Friday, May 20, 2011

My Problems with Linux

I decided, a few months ago, to do something I had been pondering for a couple of years. I decided to try Linux. I had never done it for fear of losing everything in a hard drive crash and burn. I had recently replaced the second hard drive in my PC though, and the laptop had a new operating system anyway. I created a backup image of my PC hard drive saved to the new second drive. I had long ago fell in love with the looks of Sabayon, so I downloaded not 1 but 2 of the latest distros, one of x86 KDE and one of x86 gnome. I then reread everything I could locate about dual booting, then shrank my windows partion and installed Sabayon KDE on my PC. It went smoothly, so I did the same on my laptop with gnome. The install was a piece of cake, it loaded all the drivers and everything first go. It took some adjustments, but I soon figured most stuff out and could look up the rest. Gnome took more adjusting than did KDE of course. Unfortunately, while trying to do everything I did with windows, I found one job I couldn’t find an open source app for, so I downloaded and installed some trial ware. It made my sound act funny, so I tried to uninstall it, and in the process somehow mess up my operating system. I couldn’t get back into the operating system on booting; it would not accept my password and the login screen looked wrong. In desperation I reinstalled Sabayon. I reinstalled it 3 times, because my 3-d effects would never again work right. I finally, on an impulse, installed the Gnome version and everything was golden. Until about 3 nights ago, when an update made me again lose my 3-d effects. Not only the effects, but unless I change my windows manager from compiz to metacity, I can’t resize or move my windows. I tried everything I could find on the internet and nothing has worked. I finally resorted to reinstalling, that didn’t help. I downloaded the 64bit amd install DVD and tried it, twice. It worked, until I update the system.

I downloaded live cd’s of Fedora, Ubuntu 11.04 and 10.10, Mint 10, and Opensuse. They would all boot up, but just before completely loading I would get a lost signal on my monitor and everything would go black. Rebooting back to the hard drive I tried several times to purge Nvidia Drivers, reinstall, revert to older version. None of that worked. I reinstalled conpiz, fusion icon, css numerous times.

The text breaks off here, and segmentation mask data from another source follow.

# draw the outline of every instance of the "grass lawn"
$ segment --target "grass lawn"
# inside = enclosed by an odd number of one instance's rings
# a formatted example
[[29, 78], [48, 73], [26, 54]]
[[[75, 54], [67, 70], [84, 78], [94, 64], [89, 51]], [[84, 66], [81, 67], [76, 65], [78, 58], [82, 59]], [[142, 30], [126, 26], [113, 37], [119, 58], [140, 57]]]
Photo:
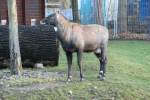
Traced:
[[[67, 73], [66, 66], [66, 57], [61, 50], [59, 66], [43, 70]], [[150, 100], [150, 42], [148, 41], [110, 41], [105, 81], [97, 79], [99, 61], [92, 53], [83, 55], [85, 81], [79, 81], [78, 70], [74, 54], [72, 82], [66, 84], [65, 76], [54, 81], [56, 84], [64, 84], [62, 86], [24, 93], [20, 91], [10, 93], [3, 88], [0, 97], [9, 100]]]

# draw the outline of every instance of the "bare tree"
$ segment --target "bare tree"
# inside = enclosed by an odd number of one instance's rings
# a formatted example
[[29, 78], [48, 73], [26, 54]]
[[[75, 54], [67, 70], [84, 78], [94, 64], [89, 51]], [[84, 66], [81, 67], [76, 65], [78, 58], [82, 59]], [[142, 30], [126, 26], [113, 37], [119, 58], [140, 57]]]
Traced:
[[7, 0], [9, 16], [9, 49], [11, 74], [20, 75], [22, 70], [21, 54], [18, 39], [18, 20], [16, 0]]

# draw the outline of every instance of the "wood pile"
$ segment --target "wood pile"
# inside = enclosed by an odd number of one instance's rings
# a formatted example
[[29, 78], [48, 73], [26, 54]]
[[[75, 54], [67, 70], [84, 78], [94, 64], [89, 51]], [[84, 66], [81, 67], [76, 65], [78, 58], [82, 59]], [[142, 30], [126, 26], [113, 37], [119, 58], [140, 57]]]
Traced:
[[[0, 26], [0, 68], [9, 62], [8, 26]], [[57, 65], [59, 44], [53, 26], [19, 26], [19, 42], [24, 66], [37, 62], [44, 65]]]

I finally tracked down that my video card wasn’t loading glx extensions when the drivers loaded. I reinstalled all my x11 components. I also consulted google, and located the folder where the extensions were supposed to be. The folder was there. The contents were there. It was an hour after my normal time to sleep, so I crashed in frustration. As I was going to sleep, I thought how odd it was that the live cd’s weren’t working, even if they didn’t have Nvidia proprietary drivers, they should still have the free drivers, and my lap top had booted to the live Opensuse and even had 3d effects. So when my cats decided 4:15 AM was the appropriate time to be fed breakfast and then refused to let me go back to sleep. I force-fed myself caffeine decided to quickly swap out my video card. I thought I had an exact duplicate, but the other card turned out to be an older agp card, rather than pci express. I put the old card back in and hooked it back up to the monitor. I restarted the computer. After another shot of caffeine, on a whim, I loaded fusion icon and switched windows managers to compiz. The title bars didn’t go poof. I did the control-alt-right arrow and the cube rotated. Apparently my problem was a video card that had become improperly seated. One of the cats likes to wander around behind the computer, so I bet she wiggled it loose. FACEPALM – almost a week to fix what I probably should have thought of at least second.